The US solar industry has become accustomed to year-over-year system cost decline, but for the first time in over a decade, the average PV system prices for residential and commercial PV rooftop projects will increase year-over-year in 2021, according to new research published by Wood Mackenzie.
Utility-scale PV costs are still elevated, however the implementation of large-format modules may prevent an increase. Macroeconomic trends have posed immense risk to project economics. Commodity prices and skyrocketing freight costs are the main culprits. According to Wood Mackenzie’s Solar Systems and Technology Service data, average residential system prices will increase 1% on average year-over-year in 2021, while average commercial rooftop projects will increase 3% during that time. Utility-scale project costs are elevated in 2021, which will mostly impact projects expected to reach commercial operation in 2022.
There is much uncertainty among EPCs and developers, particularly for those in the commercial and utility-scale markets trying to predict prices. Procurement decisions are increasingly difficult, not only due to rising costs, but also due to uncertainty around product availability and shipping schedules.
Developers are revisiting PPA contracts as a result. In the utility-scale segment, while most of the supply chain constraints will impact system costs for 2022 COD projects, 2021 projects are still at risk due to shipment delays and elevated freight costs. However, it is likely that for 2021 COD projects, equipment has already been secured, particularly through safe-harbor strategies.
The short-term and long-term impacts on system costs are causing utility-scale developers to either increase prices to the offtaker, absorb the cost increase, or delay product procurement and the COD, until prices come down. The developer’s strategy will depend on various factors. Along with the supply chain and logistics challenges, there is more risk to consider. Covid-19 variants pose risk globally to the solar industry, and uncertainty around policies in the US still loom.
Rising metals prices, banned materials and uncertainty around product availability and shipping schedules all contribute to rising solar PV system costs
According to Wood Mackenzie’s metals and mining research suite, annual copper, aluminum and steel prices are set to increase on average year-over-year in 2021. Copper is prevalent in PV products including inverters and balance of system components such as cabling, combiner boxes, solar PV tracker controls and more, and will cause an increase in overall EBOS prices.
Steel and aluminium will impact racking costs, and aluminium price increases will impact solar module frame costs. Utility-scale PV projects will be hit especially hard by steel price increases, given the magnitude of such projects, however the C&I and residential solar segments will still see some impact.
Average solar module prices increased in Q2 2021 by 15% from Q1 as a result of increased polysilicon, aluminium, glass, and freight costs for shipments to the US. Freight costs have also heavily impacted tracker prices, DDP to the US, especially for products that are imported rather than sourced locally.
As the U.S. Customs and Border Protection (CBP) begin to enforce the recently passed Withhold Release Order on module component imports containing silicon from Hoshine Silicon Industry (Shanshan) Co., module prices are expected to remain inflated through the year and into the first half of 2022, until beginning their slight decline later in the second half.
The price inflation reflects the additional management steps that will be required to provide the proper documentation to prove that the product does not include traces of the banned materials, and also the additional costs associated with any shift in supply chain that manufacturers must make to cut ties to the aforementioned company. If a container is flagged, the extra time spent at port that it will require to prove the absence of banned material will add associated costs, as well.
The impact on prices to the customer will vary, as manufacturers may choose to either absorb some of these raw material price increases or pass them directly to the customer. For residential and small commercial projects where components are typically procured through the distribution channel, there will likely be a longer lag time between when manufacturers increase prices, to when the end customer sees a price increase. Further, with all the volatility, manufacturers may only guarantee price quotes to customers for a matter of hours or days, whereas previously it would be a matter of weeks or even months.

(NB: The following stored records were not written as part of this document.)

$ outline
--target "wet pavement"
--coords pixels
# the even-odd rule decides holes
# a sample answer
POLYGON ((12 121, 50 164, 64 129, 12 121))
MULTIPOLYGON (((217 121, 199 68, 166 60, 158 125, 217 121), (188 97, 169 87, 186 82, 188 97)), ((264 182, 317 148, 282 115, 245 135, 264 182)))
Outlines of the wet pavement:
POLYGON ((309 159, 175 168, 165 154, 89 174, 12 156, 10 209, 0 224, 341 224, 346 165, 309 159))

Developers and EPCs continue to navigate policy uncertainty and the risk of logistics and raw material price fluctuation
The US utility-scale PV market is dominated by solar modules imported from Southeast Asian countries such as Malaysia and Vietnam. Port congestion and production delays due to Covid-19 have caused shipment delays. Not only have freight costs posed risk to PV project economics, but extended transit timelines are also impacting commercial operation dates. Further, looming legislation around an ITC extension and the potential associated labor requirements will have implications for PV costs, along with the risk of Section 201 and Section 301 tariff extensions.
Even with elevated system costs, utility-scale project costs are expected to decline in the long-term through 2026 from labor efficiencies, and improvements in racking and electrical balance of system components. Project sizes on average in the US continue to climb, which will lead to economies of scale benefits and a lower $/W. Large wafer format modules will likely become mainstream in the US over the next couple of years, which may help lower costs.
The long-term demand outlook in the US is still positive, but some of the supply chain issues may not be alleviated anytime soon. For example, international freight costs may stay elevated for a few years before normalizing again, and commodity prices may continue to fluctuate.